Sorry, I haven't looked into the script in details, but why can't we
just do something like:
rsync -a \
--hard-links \
$(if $(filter hardlink,$(4)), \
--link-dest=$(PER_PACKAGE_DIR)/$(pkg)/$(2)/, \
$(if $(filter copy,$(4)), \
$(empty), \
$(error per-package-rsync can only "copy" or "hardlink", not "$(4)") \
) \
) \
$(patsubst %, $(PER_PACKAGE_DIR)/%/$(2)/, $(1)) \
$(3)
rsync can take multiple sources, and is usually pretty fast, so I would
very much prefer that we do not invent our own tooling if a single rsync
can do the job.
Also, the copy situation is now only ever needed when we aggregate the
final target and host directories, while the hard-linking case is used
when assembling each per-package; so there is no point in benchmarking
the copy mode for the per-package preparation, or the hard-linking for
the final target and host assembling.
Hervé, Thomas, do you remember if we ever addressed using a single rsync
rather than multiple ones in your previous work on the topic, and if so,
why we did not use that?
Regards,
Yann E. MORIN.
> create mode 100755 support/scripts/ppd-merge.sh
>
> diff --git a/package/pkg-utils.mk b/package/pkg-utils.mk
> index 059e86ae0a..3968cabebd 100644
> --- a/package/pkg-utils.mk
> +++ b/package/pkg-utils.mk
> @@ -216,19 +216,9 @@ ifeq ($(BR2_PER_PACKAGE_DIRECTORIES),y)
> # $3: destination directory
> # $4: literal "copy" or "hardlink" to copy or hardlink files from src to dest
> define per-package-rsync
> - mkdir -p $(3)
> - $(foreach pkg,$(1),\
> - rsync -a \
> - --hard-links \
> - $(if $(filter hardlink,$(4)), \
> - --link-dest=$(PER_PACKAGE_DIR)/$(pkg)/$(2)/, \
> - $(if $(filter copy,$(4)), \
> - $(empty), \
> - $(error per-package-rsync can only "copy" or "hardlink", not "$(4)") \
> - ) \
> - ) \
> - $(PER_PACKAGE_DIR)/$(pkg)/$(2)/ \
> - $(3)$(sep))
> + PER_PACKAGE_DIR=$(PER_PACKAGE_DIR) \
> + $(TOPDIR)/support/scripts/ppd-merge.sh \
> + $(2) $(3) $(4) $(1)
> endef
>
> # prepares the per-package HOST_DIR and TARGET_DIR of the current
> diff --git a/support/scripts/ppd-merge.sh b/support/scripts/ppd-merge.sh
> new file mode 100755
> index 0000000000..eb1caf9e52
> --- /dev/null
> +++ b/support/scripts/ppd-merge.sh
> @@ -0,0 +1,154 @@
> +#!/bin/bash
> +# Merge a set of Buildroot per-package-directories (PPD) into a single
> +# destination directory.
> +#
> +# ppd-merge scans through all the PPD and builds a table of which files from
> +# each source directory will be written to the destination directory.
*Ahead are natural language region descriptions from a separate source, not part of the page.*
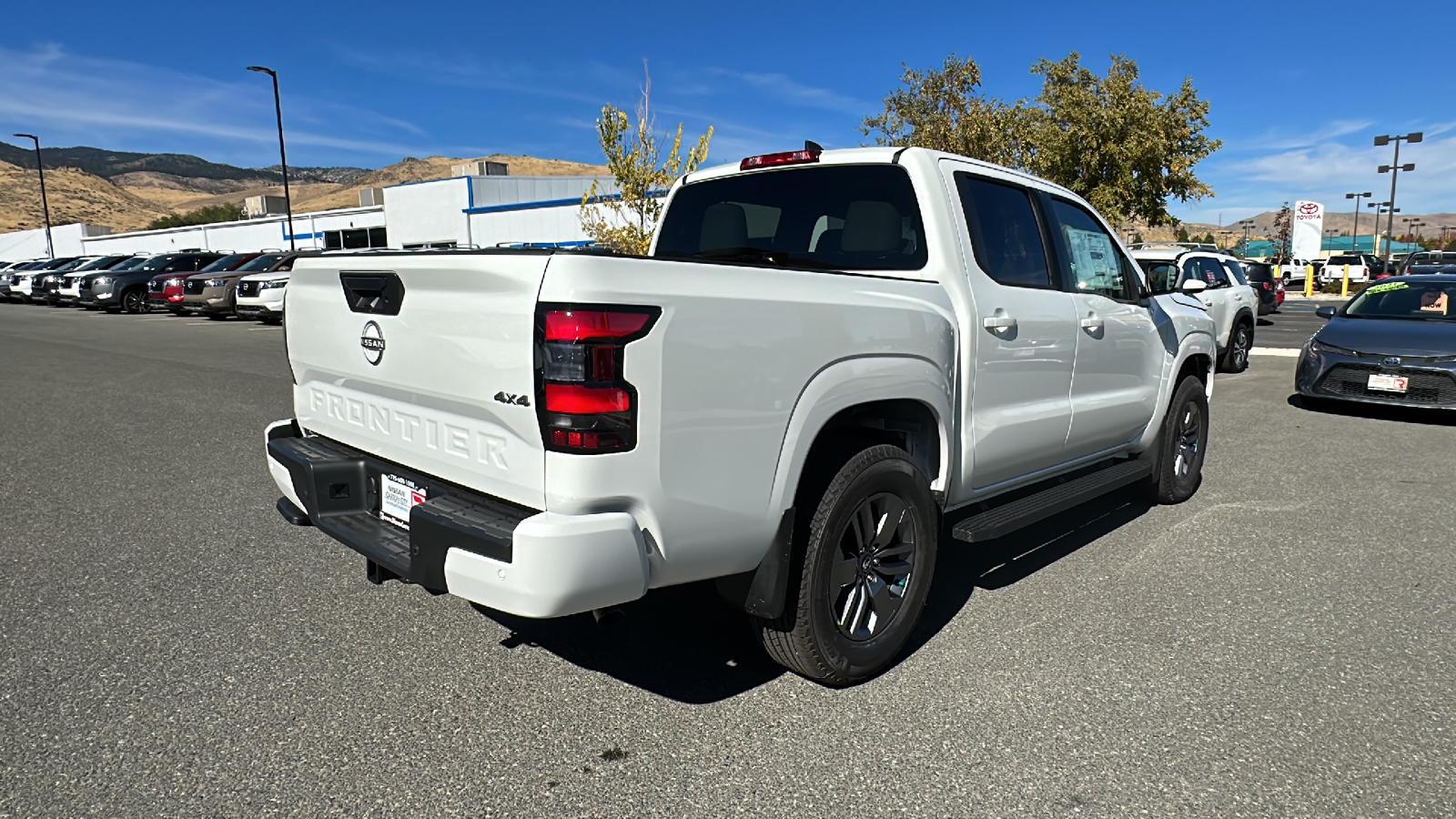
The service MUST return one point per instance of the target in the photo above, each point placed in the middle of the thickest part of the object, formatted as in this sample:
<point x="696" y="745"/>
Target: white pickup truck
<point x="827" y="360"/>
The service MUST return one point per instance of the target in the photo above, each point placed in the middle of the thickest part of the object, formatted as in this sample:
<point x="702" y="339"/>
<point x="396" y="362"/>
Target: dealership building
<point x="473" y="210"/>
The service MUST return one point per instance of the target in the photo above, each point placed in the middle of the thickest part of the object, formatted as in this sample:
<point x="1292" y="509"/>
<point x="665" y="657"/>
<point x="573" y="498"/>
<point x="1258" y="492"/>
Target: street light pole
<point x="1354" y="241"/>
<point x="283" y="153"/>
<point x="46" y="206"/>
<point x="1395" y="171"/>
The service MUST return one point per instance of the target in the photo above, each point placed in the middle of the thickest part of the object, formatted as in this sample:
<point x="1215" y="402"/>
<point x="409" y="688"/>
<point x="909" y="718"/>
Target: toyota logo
<point x="373" y="343"/>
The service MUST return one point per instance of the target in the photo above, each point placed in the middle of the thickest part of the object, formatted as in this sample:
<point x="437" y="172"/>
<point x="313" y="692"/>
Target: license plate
<point x="398" y="496"/>
<point x="1388" y="383"/>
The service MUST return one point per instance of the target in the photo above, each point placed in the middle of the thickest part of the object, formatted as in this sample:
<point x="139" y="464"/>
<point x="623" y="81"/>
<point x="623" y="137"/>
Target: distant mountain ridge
<point x="109" y="164"/>
<point x="126" y="191"/>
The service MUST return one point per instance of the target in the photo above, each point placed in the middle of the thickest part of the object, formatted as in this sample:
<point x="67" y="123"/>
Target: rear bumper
<point x="470" y="544"/>
<point x="257" y="312"/>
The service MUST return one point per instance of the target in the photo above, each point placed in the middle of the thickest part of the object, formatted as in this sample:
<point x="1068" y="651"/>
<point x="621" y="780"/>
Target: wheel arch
<point x="897" y="399"/>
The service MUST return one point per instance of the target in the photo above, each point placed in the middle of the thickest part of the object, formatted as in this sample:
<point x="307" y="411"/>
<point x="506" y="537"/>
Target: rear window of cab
<point x="832" y="216"/>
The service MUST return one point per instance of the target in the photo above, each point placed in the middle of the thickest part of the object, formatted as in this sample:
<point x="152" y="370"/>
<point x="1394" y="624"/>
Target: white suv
<point x="1223" y="292"/>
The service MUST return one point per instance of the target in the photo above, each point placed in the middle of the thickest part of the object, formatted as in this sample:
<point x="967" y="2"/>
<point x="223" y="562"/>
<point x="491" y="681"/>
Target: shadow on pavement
<point x="683" y="643"/>
<point x="995" y="564"/>
<point x="688" y="644"/>
<point x="1375" y="411"/>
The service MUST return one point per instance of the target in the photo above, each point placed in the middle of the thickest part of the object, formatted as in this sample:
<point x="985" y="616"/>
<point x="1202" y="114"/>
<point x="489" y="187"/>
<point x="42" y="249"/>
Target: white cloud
<point x="794" y="92"/>
<point x="1325" y="171"/>
<point x="73" y="98"/>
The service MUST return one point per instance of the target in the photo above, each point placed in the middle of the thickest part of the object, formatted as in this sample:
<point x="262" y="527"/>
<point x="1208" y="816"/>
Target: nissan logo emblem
<point x="373" y="343"/>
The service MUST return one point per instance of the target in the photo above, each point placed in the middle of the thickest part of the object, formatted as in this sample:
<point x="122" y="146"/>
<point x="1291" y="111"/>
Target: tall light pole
<point x="283" y="153"/>
<point x="1245" y="225"/>
<point x="46" y="207"/>
<point x="1354" y="241"/>
<point x="1395" y="172"/>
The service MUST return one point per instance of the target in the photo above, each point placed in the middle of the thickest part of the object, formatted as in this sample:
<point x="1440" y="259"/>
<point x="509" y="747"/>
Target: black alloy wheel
<point x="1181" y="445"/>
<point x="863" y="570"/>
<point x="868" y="581"/>
<point x="1237" y="359"/>
<point x="135" y="300"/>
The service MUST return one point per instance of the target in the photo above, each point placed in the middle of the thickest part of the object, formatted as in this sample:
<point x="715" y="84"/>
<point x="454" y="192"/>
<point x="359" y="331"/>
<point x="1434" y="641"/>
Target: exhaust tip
<point x="608" y="617"/>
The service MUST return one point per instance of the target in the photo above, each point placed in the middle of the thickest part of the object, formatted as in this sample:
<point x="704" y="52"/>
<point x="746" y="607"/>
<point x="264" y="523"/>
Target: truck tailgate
<point x="426" y="360"/>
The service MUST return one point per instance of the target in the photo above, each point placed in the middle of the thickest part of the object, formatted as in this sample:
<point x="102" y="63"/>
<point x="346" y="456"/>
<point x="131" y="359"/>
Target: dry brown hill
<point x="138" y="197"/>
<point x="181" y="194"/>
<point x="75" y="196"/>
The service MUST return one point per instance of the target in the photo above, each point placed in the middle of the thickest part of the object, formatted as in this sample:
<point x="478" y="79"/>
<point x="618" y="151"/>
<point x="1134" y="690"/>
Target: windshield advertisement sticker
<point x="1387" y="288"/>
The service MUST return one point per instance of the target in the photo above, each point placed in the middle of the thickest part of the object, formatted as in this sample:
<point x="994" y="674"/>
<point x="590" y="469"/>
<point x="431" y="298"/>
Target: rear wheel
<point x="1181" y="445"/>
<point x="1237" y="358"/>
<point x="864" y="570"/>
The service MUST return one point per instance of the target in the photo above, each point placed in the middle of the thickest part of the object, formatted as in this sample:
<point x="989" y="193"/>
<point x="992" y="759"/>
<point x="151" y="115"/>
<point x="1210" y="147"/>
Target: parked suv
<point x="1363" y="267"/>
<point x="1266" y="285"/>
<point x="128" y="288"/>
<point x="259" y="295"/>
<point x="1230" y="303"/>
<point x="215" y="295"/>
<point x="165" y="290"/>
<point x="25" y="285"/>
<point x="69" y="292"/>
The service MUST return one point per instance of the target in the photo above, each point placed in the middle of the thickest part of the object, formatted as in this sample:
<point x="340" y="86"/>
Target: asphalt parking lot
<point x="1279" y="646"/>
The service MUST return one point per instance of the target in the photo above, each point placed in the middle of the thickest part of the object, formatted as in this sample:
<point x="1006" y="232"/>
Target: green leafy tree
<point x="635" y="159"/>
<point x="206" y="215"/>
<point x="1121" y="146"/>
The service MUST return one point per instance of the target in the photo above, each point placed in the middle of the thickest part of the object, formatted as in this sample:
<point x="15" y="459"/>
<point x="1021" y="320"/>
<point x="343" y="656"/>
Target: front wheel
<point x="864" y="571"/>
<point x="135" y="302"/>
<point x="1181" y="445"/>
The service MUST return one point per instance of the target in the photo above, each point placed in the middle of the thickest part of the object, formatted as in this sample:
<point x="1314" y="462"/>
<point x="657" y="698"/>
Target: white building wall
<point x="67" y="239"/>
<point x="429" y="212"/>
<point x="242" y="237"/>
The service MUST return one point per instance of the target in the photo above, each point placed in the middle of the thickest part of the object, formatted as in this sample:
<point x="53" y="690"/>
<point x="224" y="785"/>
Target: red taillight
<point x="586" y="399"/>
<point x="785" y="157"/>
<point x="582" y="325"/>
<point x="584" y="402"/>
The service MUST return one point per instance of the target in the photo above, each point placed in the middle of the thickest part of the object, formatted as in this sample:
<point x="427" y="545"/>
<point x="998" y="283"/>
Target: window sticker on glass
<point x="1094" y="261"/>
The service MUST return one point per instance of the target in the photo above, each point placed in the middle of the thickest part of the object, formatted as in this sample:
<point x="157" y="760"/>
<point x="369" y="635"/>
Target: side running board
<point x="1023" y="511"/>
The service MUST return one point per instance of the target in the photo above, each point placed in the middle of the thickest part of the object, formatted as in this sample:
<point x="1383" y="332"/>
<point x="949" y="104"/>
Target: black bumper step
<point x="1026" y="511"/>
<point x="339" y="489"/>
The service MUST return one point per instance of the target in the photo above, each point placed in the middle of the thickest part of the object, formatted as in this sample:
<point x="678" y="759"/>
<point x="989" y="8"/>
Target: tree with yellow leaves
<point x="625" y="222"/>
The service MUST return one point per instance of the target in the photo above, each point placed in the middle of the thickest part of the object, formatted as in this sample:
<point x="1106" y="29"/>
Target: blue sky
<point x="366" y="84"/>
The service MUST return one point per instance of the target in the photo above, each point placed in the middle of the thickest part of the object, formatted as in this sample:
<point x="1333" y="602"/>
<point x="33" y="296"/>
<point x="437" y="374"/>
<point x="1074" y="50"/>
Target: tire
<point x="135" y="300"/>
<point x="1181" y="445"/>
<point x="1237" y="356"/>
<point x="844" y="622"/>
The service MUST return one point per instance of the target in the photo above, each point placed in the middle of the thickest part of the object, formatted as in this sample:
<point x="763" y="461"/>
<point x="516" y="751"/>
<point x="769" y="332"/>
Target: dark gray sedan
<point x="1394" y="344"/>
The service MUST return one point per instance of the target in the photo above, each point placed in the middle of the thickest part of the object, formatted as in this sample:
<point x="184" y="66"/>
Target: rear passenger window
<point x="1004" y="232"/>
<point x="1213" y="271"/>
<point x="1097" y="263"/>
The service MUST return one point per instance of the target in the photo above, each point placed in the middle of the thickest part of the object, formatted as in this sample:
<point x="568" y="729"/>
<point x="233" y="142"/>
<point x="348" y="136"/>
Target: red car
<point x="165" y="290"/>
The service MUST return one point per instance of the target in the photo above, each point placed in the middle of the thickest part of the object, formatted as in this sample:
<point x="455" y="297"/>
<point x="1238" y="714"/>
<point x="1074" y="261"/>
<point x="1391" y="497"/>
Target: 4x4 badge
<point x="373" y="343"/>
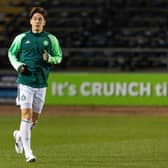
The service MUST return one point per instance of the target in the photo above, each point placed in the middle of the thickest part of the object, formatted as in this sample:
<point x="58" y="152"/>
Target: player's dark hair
<point x="40" y="10"/>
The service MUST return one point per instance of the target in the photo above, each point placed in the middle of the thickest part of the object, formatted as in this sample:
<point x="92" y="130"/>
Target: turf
<point x="90" y="142"/>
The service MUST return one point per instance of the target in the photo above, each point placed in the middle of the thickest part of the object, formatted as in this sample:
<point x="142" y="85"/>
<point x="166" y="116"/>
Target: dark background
<point x="96" y="35"/>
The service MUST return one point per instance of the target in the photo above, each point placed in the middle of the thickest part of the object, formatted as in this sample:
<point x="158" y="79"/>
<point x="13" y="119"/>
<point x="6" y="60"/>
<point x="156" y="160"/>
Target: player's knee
<point x="33" y="124"/>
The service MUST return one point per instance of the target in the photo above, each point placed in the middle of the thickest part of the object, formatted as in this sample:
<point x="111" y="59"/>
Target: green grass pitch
<point x="90" y="142"/>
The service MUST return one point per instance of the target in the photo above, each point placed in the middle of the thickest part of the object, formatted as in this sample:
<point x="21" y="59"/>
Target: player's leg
<point x="26" y="99"/>
<point x="38" y="103"/>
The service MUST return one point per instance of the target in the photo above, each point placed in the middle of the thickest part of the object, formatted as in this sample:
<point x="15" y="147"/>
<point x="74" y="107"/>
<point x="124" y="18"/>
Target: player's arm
<point x="13" y="52"/>
<point x="56" y="53"/>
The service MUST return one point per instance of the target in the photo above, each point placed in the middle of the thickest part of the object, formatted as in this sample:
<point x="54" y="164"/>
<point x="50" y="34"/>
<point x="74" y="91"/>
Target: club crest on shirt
<point x="45" y="42"/>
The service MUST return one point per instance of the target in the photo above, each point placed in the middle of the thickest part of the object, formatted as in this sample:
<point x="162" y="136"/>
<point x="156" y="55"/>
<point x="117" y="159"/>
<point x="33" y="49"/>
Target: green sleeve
<point x="56" y="53"/>
<point x="14" y="50"/>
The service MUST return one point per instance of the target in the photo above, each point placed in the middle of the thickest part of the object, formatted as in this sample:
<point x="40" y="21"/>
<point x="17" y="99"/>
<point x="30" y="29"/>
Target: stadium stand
<point x="105" y="35"/>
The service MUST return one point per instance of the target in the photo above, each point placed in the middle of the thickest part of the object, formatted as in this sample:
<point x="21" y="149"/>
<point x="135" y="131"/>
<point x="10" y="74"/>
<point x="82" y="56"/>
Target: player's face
<point x="37" y="22"/>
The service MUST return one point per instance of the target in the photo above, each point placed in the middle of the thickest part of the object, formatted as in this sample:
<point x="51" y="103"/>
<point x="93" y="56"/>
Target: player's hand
<point x="45" y="55"/>
<point x="22" y="68"/>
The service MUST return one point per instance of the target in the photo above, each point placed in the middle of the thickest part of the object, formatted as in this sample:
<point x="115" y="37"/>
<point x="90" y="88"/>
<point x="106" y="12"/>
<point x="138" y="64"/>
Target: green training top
<point x="27" y="49"/>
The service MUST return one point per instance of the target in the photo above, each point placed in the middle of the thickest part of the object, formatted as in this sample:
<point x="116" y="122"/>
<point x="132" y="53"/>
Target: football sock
<point x="25" y="133"/>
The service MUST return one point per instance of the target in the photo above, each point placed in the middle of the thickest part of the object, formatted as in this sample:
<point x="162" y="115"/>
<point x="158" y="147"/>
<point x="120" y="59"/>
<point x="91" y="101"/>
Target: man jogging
<point x="31" y="54"/>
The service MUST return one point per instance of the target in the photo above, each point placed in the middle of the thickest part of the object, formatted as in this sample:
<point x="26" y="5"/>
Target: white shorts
<point x="32" y="98"/>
It feeds
> +# that table into rsync to tell it exactly which files to copy.
> +#
> +# Example:
> +# ppd-merge replaces the original method of merging PPD that ran many rsync
> +# commands like below.
> +#
> +# > rsync -a --link-dest=$PER_PACKAGE_DIR/pkg-1/host/ \
> +# > $PER_PACKAGE_DIR/pkg-1/host/ dest/
> +# > rsync -a --link-dest=$PER_PACKAGE_DIR/pkg-2/host/ \
> +# > $PER_PACKAGE_DIR/pkg-2/host/ dest/
> +# ...
> +# > rsync -a --link-dest=$PER_PACKAGE_DIR/pkg-n/host/ \
> +# > $PER_PACKAGE_DIR/pkg-n/host/ dest/
> +#
> +# The equivalent command with ppd-merge is
> +#
> +# > PER_PACKAGE_DIR=$PER_PACKAGE_DIR \
> +# > ppd-merge.sh host dest/ hardlink \
> +# > pkg-1 pkg-2 ... pkg-n
> +
> +set -euo pipefail
> +
> +usage() {
> + cat <<EOF >&2
> +Usage:
> + ppd-merge.sh <host|target> <destination> <hardlink|copy> <pkg-name>...
> +
> + PER_PACKAGE_DIR must be defined in the environment.
> +
> + Merges each directory for <pkg-name> at
> + "\$PER_PACKAGE_DIR/<pkg-name>/<host|target>/" into <destination>.
> +EOF
> + echo "Error: $*" >&2
> + exit 1
> +}
> +
> +search_subtrees() {
> + # Use `find` to walk all subtrees and print their contents in `rsync`
> + # '--relative' path syntax. Filter paths through awk so we discard any
> + # duplicate files found while walking subtrees.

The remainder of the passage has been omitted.